Despite the trauma, there was fun and joy along the way. And several memories still empower me all these years later, like the AIDS funeral that morphed into a weekend-long block party.
We’re here, we’re queer. And after paying our last respects, we’ll be dancing in the streets.
It was an act of defiance and persistence that gives me chills just thinking about it.
Is it crazy to miss the ride-or-die solidarity we so easily conjured when it was us against the world?
Because I miss the solidarity part.
I miss that part a lot.
Jay Lassiter in an award-winning journalist and podcaster based in Cherry Hill, NJ. His favorite dish at the Jefferson Hospital cafeteria is reuben with pickles.
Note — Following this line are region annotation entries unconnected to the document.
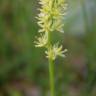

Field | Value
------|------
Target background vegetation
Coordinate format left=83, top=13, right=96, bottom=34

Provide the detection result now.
left=0, top=0, right=96, bottom=96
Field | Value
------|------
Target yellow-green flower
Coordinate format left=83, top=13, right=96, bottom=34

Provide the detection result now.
left=45, top=44, right=67, bottom=60
left=36, top=0, right=67, bottom=32
left=34, top=34, right=48, bottom=47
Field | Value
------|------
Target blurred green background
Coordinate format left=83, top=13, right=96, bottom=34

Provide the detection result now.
left=0, top=0, right=96, bottom=96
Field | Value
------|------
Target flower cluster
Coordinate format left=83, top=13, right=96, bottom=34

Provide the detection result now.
left=35, top=0, right=67, bottom=60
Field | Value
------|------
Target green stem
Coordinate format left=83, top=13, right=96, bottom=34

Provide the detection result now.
left=49, top=59, right=55, bottom=96
left=48, top=29, right=55, bottom=96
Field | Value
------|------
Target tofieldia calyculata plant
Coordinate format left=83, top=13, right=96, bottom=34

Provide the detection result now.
left=35, top=0, right=67, bottom=96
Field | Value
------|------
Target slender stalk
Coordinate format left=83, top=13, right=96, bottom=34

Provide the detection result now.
left=49, top=59, right=55, bottom=96
left=48, top=32, right=55, bottom=96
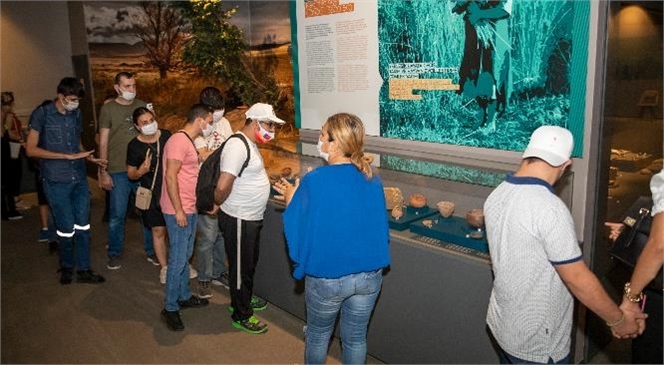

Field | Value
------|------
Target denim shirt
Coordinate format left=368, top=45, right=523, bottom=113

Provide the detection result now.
left=30, top=103, right=86, bottom=182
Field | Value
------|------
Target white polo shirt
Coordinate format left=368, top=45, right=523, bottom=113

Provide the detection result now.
left=219, top=132, right=270, bottom=221
left=484, top=176, right=581, bottom=363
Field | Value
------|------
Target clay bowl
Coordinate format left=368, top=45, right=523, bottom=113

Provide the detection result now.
left=466, top=209, right=484, bottom=228
left=392, top=206, right=403, bottom=220
left=408, top=193, right=427, bottom=208
left=436, top=201, right=454, bottom=218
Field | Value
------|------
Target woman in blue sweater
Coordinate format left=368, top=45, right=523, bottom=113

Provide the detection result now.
left=275, top=113, right=390, bottom=364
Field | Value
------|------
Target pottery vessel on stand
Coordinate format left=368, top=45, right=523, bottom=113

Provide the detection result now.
left=392, top=205, right=403, bottom=220
left=436, top=201, right=454, bottom=218
left=408, top=193, right=427, bottom=208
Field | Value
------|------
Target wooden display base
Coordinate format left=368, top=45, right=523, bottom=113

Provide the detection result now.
left=387, top=206, right=438, bottom=231
left=410, top=214, right=489, bottom=253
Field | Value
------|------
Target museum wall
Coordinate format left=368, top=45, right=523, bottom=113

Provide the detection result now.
left=0, top=1, right=73, bottom=118
left=605, top=5, right=664, bottom=119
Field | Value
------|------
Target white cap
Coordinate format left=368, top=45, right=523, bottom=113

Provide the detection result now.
left=523, top=125, right=574, bottom=167
left=244, top=103, right=286, bottom=124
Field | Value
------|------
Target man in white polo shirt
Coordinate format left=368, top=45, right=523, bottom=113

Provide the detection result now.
left=484, top=126, right=645, bottom=363
left=214, top=103, right=286, bottom=334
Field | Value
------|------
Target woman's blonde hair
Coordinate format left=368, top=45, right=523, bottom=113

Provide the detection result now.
left=324, top=113, right=373, bottom=179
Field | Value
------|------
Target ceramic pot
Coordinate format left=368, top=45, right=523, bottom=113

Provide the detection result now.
left=408, top=193, right=427, bottom=208
left=392, top=205, right=403, bottom=219
left=436, top=201, right=454, bottom=218
left=466, top=209, right=484, bottom=228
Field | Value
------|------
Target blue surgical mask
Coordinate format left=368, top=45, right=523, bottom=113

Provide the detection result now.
left=316, top=139, right=330, bottom=161
left=121, top=90, right=136, bottom=101
left=212, top=109, right=224, bottom=123
left=201, top=123, right=214, bottom=138
left=62, top=98, right=78, bottom=112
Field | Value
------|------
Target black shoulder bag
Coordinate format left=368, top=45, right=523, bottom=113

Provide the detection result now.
left=609, top=196, right=662, bottom=291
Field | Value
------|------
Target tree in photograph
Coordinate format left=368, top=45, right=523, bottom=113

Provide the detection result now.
left=134, top=1, right=186, bottom=80
left=178, top=0, right=279, bottom=105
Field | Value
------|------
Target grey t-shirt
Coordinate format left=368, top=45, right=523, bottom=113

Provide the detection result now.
left=484, top=176, right=581, bottom=363
left=99, top=99, right=146, bottom=173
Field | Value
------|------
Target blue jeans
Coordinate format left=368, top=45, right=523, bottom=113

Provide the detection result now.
left=44, top=179, right=90, bottom=270
left=304, top=270, right=383, bottom=364
left=108, top=172, right=154, bottom=257
left=164, top=214, right=198, bottom=312
left=498, top=349, right=570, bottom=364
left=196, top=214, right=226, bottom=281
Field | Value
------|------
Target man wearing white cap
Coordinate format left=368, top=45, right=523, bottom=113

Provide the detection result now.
left=484, top=126, right=645, bottom=363
left=214, top=103, right=286, bottom=334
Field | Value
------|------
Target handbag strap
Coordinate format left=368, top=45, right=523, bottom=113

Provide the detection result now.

He’s never been back to Montreal.
I am glad I met you Jay and got to read your story and the path life put you on which HIV made not so easy.
Cannabis brought us together as patient advocates and for that I am thankful.
You mentioned solidarity which as a Polish person the word has a strong meaning. You talk about planned parenthood which for me was a safe haven to prevent pregnancy and remain healthy as a young adult.
I also am turning 50 this year which is both empowering and mind blowing and I look forward to reading more of your articles and getting to know you better.
Stay well, stay healthy and remain a fighter.